A major announcement concerning the duck boat tragedy is being made today. KOLR-TV reports several lawyers in Kansas City who are representing some of the victims of the recent tragedy that took 17 lives are holding a news conference.
One of the attorneys is Robert Mongeluzzi, a prominent Philadelphia attorney who has represented victims of Duck Boat accidents in the past. According to his law firm, Saltz, Mongeluzzi, Barrett & Bendesky, at least 43 people have died in Duck Boat accidents in the United States since 1999.
An attorney with the firm, Andrew Duffy, secured a $17 million settlement for the families of two Hungarian tourists killed in a Duck Boat incident on the Delaware River in Philadelphia in 2012. The families of the Dora Schwendter and Szabolcs Prem split $15 million, and nearly 20 other victims who involved in the accident split $2 million.

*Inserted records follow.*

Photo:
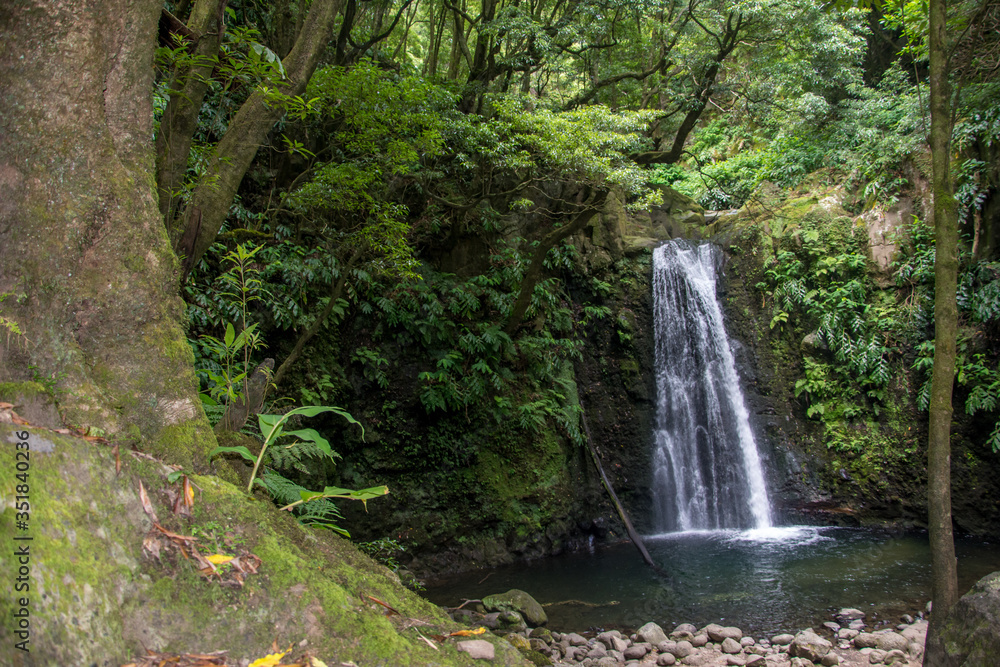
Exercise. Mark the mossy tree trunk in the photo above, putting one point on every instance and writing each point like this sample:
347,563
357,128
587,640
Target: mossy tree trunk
84,257
944,575
588,204
195,228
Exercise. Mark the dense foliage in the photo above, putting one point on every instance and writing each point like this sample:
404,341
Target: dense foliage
394,212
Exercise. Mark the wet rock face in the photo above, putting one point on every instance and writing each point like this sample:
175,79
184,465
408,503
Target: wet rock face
721,646
517,601
971,633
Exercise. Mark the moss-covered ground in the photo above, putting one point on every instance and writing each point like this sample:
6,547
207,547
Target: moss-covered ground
98,596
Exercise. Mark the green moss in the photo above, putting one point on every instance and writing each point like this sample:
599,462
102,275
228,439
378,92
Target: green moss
11,392
97,597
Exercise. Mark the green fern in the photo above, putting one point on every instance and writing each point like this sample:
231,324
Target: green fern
320,513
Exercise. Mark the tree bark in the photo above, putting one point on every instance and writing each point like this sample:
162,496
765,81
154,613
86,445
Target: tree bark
337,289
82,244
254,391
180,118
203,217
591,204
622,514
944,575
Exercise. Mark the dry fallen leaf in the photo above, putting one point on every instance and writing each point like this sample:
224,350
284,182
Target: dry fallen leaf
152,545
147,506
218,559
429,642
270,660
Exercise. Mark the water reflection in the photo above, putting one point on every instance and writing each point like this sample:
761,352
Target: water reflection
764,580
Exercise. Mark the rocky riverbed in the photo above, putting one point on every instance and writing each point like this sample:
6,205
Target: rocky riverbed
844,640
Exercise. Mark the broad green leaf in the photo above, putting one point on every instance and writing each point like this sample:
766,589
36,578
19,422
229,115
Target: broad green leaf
312,435
241,450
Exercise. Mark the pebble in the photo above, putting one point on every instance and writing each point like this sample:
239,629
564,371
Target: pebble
724,646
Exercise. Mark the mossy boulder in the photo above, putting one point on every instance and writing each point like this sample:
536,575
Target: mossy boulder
519,601
971,632
105,582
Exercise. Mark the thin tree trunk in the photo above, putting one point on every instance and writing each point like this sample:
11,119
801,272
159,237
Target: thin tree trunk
254,391
592,205
944,575
337,289
180,118
212,197
622,514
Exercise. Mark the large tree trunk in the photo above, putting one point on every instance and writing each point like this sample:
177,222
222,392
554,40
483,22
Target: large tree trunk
203,217
589,204
83,251
944,575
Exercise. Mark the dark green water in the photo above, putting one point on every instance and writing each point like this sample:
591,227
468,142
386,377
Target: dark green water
780,579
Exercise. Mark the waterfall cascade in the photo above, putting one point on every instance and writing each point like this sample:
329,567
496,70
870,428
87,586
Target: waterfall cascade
707,471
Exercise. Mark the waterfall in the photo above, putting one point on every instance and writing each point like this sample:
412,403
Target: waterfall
707,471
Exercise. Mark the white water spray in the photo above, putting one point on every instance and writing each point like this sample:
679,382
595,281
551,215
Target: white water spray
707,471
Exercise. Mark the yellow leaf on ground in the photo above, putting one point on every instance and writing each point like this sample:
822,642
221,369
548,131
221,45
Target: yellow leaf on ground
270,660
219,559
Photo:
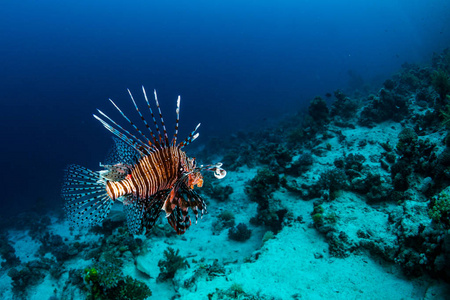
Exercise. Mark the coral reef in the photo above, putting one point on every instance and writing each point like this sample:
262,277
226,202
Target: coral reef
239,233
170,265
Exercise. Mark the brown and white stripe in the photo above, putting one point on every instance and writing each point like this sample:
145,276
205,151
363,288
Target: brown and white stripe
153,173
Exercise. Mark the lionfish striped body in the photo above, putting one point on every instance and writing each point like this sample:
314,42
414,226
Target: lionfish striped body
147,175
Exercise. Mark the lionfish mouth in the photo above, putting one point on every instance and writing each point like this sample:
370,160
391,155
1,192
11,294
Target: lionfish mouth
219,173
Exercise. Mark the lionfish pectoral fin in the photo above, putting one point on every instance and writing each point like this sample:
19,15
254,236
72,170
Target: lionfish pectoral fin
179,221
168,205
84,191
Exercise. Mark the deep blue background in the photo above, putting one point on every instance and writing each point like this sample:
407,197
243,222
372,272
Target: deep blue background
235,64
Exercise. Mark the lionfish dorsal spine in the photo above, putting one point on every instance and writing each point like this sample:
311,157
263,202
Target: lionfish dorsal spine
136,144
132,124
177,121
154,119
166,138
191,137
143,120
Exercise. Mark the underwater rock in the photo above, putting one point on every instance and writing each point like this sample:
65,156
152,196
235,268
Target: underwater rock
239,233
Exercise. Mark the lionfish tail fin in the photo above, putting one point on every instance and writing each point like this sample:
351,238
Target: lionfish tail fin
86,199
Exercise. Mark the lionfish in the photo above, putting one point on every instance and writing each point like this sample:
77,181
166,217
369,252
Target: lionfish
148,175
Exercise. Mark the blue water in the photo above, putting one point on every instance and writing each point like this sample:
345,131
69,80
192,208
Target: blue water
236,64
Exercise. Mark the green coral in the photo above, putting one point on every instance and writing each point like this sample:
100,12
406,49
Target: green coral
441,83
106,281
170,265
439,208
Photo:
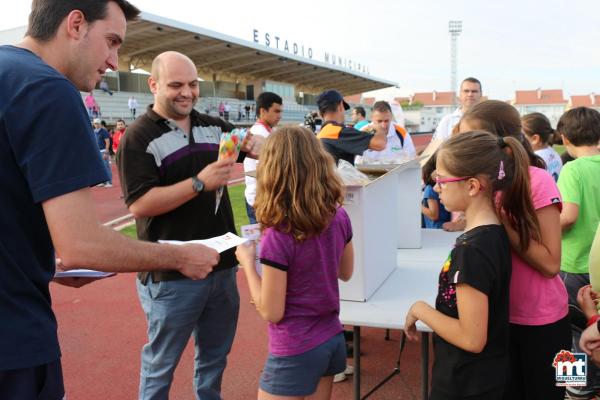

Duffy says the Duck Boat industry has irresponsibly portrayed their excursions as fun and entertaining experiences while ignoring safety concerns. “These are not all fun and games,” said Duffy. They are very serious vessels with a horrific safety record and the should be banned.”
The recent Missouri tragedy occurred July 19th when a Ride the Ducks boat sank in Table Rock Lake near Branson during hurricane force winds that caused four-foot swells in the water. Design flaws and canopy roofs that trap passenger in the rapidly sinking boats that are constructed of heavy steel are blamed for causing the fatalities.
The National Transportation Safety Board (NTSB) released a report in 2002 on the Miss Majestic duck boat that sank on Lake Hamilton near Hot Springs, Arkansas in 1999, killing 13 out of 21 passengers. It reached a similar but wider conclusion, blaming the death toll on the vehicle’s lack of adequate buoyancy that would have allowed it to remain afloat in a flooded condition, as well as a shortage of adequate oversight by the Coast Guard, and a canopy roof that tends to entrap passengers.
Duffy says operators haven’t been forced to address safety concerns because of regulatory failures over the modified World War II landing vehicles. “One of the problems with Duck Boats is they are neither fully truck nor fully boat,” Duffy said. ‘So, because of that, they slip into the gray area of regulations.”
The Coast Guard has compiled 12 “Incident Investigation Reports” involving “passenger” “inspected” stretch ducks since 2013. All of them have involved an equipment or propulsion failure or a loss of steering. 10 of them involved stretch ducks operated by Ride the Ducks International or Ripley Entertainment on Table Rock Lake. Ripley Entertainment purchased the Table Rock operation late last year.
Ripley Entertainment has declined to comment on the incident involving its Duck Boat in Table Rock Lake to Missourinet. A spokesperson said the company’s website is “all we can offer at this point.” Ripley is offering to assist impacted families with expenses.
KOLR reports Gregory Aleshire, a Springfield attorney, is listed as a member of the legal team gathering for the news conference. Aleshire is a partner in the Alshire, Robb, and Rapp law firm. Their website refers to them as “personal injury attorneys”. The conference starts at 10:30 this morning.